Thus, in the function, adding a to the set is not displayed, but does this happen if not in the function?

No, this is not what is happening.

It happens that when you do mylist = mylist + [6] you actually create a completely new list and put it in the local variable mylist . This mylist variable will disappear after the function is executed, and the newly created list will also disappear.

OTOH, when you execute mylist.append(6) , you are not creating a new list. You get the list already in the mylist variable and add a new element to the same list. As a result, the list (which is indicated by the symbol list2 too) will be changed by itself. The mylist variable will disappear again, but in this case you have changed the original list.

Let's see if a more visual explanation helps you :)

What happens when you call proc()

When you write list1 = [1, 2, 3, 4, 5] , you create a new list object (on the right side of the equal sign) and create a new variable list1 that points to this object.

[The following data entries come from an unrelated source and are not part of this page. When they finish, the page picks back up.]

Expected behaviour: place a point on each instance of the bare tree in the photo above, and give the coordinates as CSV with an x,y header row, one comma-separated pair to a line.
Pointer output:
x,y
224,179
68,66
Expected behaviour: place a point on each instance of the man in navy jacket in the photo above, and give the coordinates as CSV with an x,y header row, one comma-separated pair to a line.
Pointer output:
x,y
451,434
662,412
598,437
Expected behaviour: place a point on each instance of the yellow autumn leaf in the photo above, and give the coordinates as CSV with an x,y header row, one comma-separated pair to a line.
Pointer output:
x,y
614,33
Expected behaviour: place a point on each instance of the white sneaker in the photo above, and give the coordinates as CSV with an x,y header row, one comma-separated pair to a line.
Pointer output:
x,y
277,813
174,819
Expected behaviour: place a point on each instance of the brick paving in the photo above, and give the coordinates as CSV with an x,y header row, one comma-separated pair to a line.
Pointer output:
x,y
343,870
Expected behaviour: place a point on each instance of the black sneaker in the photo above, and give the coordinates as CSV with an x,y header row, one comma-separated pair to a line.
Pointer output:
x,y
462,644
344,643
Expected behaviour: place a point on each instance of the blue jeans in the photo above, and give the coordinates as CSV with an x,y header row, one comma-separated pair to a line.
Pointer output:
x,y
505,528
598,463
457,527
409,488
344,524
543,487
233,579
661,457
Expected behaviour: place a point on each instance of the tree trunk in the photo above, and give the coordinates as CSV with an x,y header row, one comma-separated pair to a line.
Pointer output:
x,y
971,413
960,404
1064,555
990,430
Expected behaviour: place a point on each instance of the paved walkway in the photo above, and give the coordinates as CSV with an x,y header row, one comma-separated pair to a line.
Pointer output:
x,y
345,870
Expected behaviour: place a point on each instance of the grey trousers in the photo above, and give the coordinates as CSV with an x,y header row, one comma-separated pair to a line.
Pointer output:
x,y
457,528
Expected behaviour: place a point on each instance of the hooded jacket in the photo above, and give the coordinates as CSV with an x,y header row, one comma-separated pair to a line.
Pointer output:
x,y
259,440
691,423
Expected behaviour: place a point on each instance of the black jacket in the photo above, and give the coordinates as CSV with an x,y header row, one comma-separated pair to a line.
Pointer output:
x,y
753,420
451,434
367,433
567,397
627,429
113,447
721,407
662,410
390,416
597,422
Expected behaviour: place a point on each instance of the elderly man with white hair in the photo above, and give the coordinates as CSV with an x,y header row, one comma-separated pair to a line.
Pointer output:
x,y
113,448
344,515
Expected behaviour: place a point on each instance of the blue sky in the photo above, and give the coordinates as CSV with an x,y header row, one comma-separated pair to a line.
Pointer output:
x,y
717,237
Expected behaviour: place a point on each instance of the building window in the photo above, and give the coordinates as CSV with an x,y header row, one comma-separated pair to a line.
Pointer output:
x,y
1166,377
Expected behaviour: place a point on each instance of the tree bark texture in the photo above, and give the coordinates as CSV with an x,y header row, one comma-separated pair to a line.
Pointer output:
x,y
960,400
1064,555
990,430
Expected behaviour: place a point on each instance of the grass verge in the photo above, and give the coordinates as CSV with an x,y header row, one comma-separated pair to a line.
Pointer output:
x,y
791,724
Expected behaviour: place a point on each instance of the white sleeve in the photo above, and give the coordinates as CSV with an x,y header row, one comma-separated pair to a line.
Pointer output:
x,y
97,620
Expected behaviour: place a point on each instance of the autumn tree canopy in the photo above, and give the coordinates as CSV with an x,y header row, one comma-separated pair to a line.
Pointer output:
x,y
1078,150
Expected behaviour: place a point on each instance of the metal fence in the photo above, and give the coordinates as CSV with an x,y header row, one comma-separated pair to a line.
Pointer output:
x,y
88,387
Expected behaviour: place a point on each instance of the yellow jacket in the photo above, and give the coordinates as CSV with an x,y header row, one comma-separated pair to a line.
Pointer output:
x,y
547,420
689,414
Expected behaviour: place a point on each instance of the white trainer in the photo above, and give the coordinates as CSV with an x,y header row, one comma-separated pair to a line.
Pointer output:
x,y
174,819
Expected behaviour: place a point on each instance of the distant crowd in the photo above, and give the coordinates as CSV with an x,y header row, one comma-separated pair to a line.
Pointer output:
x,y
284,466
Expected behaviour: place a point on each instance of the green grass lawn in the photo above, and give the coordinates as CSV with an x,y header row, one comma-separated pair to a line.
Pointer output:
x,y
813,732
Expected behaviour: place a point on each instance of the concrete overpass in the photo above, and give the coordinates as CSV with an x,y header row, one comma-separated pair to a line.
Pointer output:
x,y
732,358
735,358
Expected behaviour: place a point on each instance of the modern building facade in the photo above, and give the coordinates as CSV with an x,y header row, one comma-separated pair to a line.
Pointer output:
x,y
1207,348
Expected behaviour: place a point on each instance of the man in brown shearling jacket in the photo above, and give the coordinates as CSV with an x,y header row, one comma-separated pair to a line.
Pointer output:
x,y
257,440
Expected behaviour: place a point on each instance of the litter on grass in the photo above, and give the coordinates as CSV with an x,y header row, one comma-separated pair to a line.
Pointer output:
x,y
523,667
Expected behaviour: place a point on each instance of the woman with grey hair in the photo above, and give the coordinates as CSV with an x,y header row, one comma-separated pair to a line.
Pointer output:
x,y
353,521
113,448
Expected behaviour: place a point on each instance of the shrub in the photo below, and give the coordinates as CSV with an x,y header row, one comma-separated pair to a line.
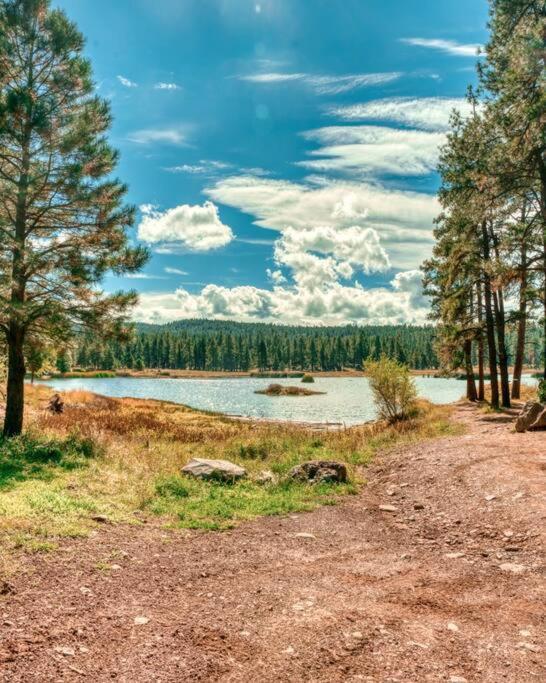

Creating new list instance and global variable

Then, when you call proc() , you create a new new variable mylist , and since you pass list1 as a parameter, mylist will point to the same object:

Calling method creates local variable

However, the operation mylist + [6] creates a whole new list object, the contents of which are the contents of the object that mylist points mylist , plus the contents of the next list object, that is, [6] . Since you are binding this new object to mylist , our script changes a bit, and mylist no longer points to the same object that list1 points list1 :

mylist points to new list object

I did not say that mylist is a local variable: it will disappear after the proc() function ends. So, when the completion of proc() ended, mylist went away:

mylist is gone

Since no other variable points to the object generated by mylist + [6] , it will also disappear (since the garbage collector * will collect it):

Gc collects the list

Note that at the end, the object pointed to by list1 does not change.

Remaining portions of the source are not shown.